香ばしいコーヒーの香りが部屋の空気を包み込む。
あまり飲みすぎるなとアイツには言われるが、徹夜作業が続く為に欠かせない。
それにコーヒーの香りは落ち着く。
紅茶よりはオレがコーヒー党な為だろう。
ただインスタントのコーヒーはイマイチ香りが楽しめない。
眠気覚ましの為に飲むのだと思えば問題にする事じゃないが、やはりオレは多少面倒でも一から煎れる。
まぁ、普段はオレが煎れるまでもなく周りの者が気を使っていいタイミングで運んでくれるのだが。
ふと、彼の顔を思い出す。
「アイツも今日は徹夜で作業してるんだろうな…」
近頃お互い仕事が立て込んでいて徹夜状態が続いて一週間くらいは経ったと思う。
仕事以外で残された時間は生活―――生きていく上で必要最低限+身嗜みに消費され、同じ敷地内に職を置き、
共に暮らしている恋人同士だと言うのに仕事以外でまともに言葉を交わす事も出来ていない。
忙殺されながらも、会いたいと思う。
仕事抜きのプライベートで。
酒とつまみを持って語り明かすも良し、ベッドで互いの体温を確かめ合うのも悪くない。
「アイツにも、これを持っていくかな…」
持っていくしかないだろう。
既に二人分のコーヒーはお盆に鎮座しているのだから。
彼の仕事もあともう一頑張りすれば片がつく筈だ。
3時間前に顔を合わせた時に今抱えてる量の残りを聞いて計算してみる。
そろそろ一段落つく頃だろうから、明日には久し振りにお互い時間を持てる筈だ。
誰にも―――アイツにすら言ってないが、彼が仕事を落ち着かせる頃を狙ってスケジュールを組んでいた。
「ならお互い、今日中に仕事を片付けた方がいいな」
自分と彼の気合入れに、二人分のコーヒーと当分補給の為に少量の菓子を添え、小さなお盆に乗せてアイツの元へと向かった。
「「あ」」
2人が声が廊下の曲がり角でぴったりと合わさる。
まず目線はお互いの存在を確認。
それから注がれる先は互いに手に抱えているソレ。
「もしかしてそれってオレに…?」
「シンタローもか」
「ぷ…っ、はは…ッ。そうだよ全く。……クックッ、オマエに差し入れしてやろーと思ってたのにな。……あははッ」
ああ可笑しい。
可笑しくてクックと笑い声がお腹の底から溢れ出す。
お菓子は少量だったからまだいい。保存も利くし問題は無い。
ただ2人が用意したのを合わせて4人分のコーヒーはどうしようか。
お客様用のカップなら小さめでいいが、用意したのは大き目のコーヒーカップなので、
2杯も飲むのは疲れている胃に負担が掛かりそうだ。
冷える夜に温くなる4つの黒い液体。
可笑しくて笑えてしまうほど似通った思考回路。
普段は対極のように周囲からは見られる二人は、実は根本的なところは似ていてる。
以前はそれは元々1人の人物であったからだと思っていた。
でも違うと知ったのは何時だったか。
お互いに対して似通った事をしてしまうのは、それだけ想い合っているから。
何時だって想ってる。
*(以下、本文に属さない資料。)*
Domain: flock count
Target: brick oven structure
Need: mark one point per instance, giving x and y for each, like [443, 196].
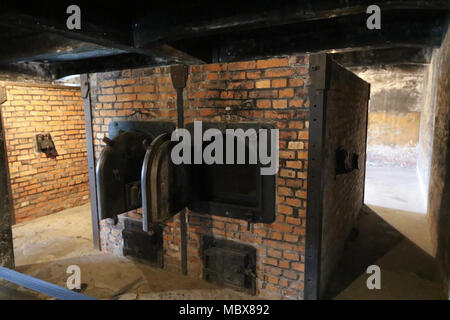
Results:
[297, 95]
何時だって気に掛けている。
出来る限りの時間を共有したいと思っているし実際そうしてきた。
だからこそこうして同じ気遣いまで似てしまうのだ。
「おっかしーの。これで何度目だよ」
「二桁はいった、か…?」
未だお盆を抱えたままクックと笑いを洩らすシンタローに、
どこまでも真剣に眉を寄せて同じ事を互いにして困りながらも喜んだ幸せ数を思い出しているキンタロー。
2人の用意した4人分のコーヒーがほわほわした湯気を消している事も、今の時間帯の廊下の冷えも部屋に残してきた仕事の小山も、
シンタローもそして今まで真剣な顔をしていたキンタローも今は気付かない。
くすぐったい空気のなか小さく笑っていた。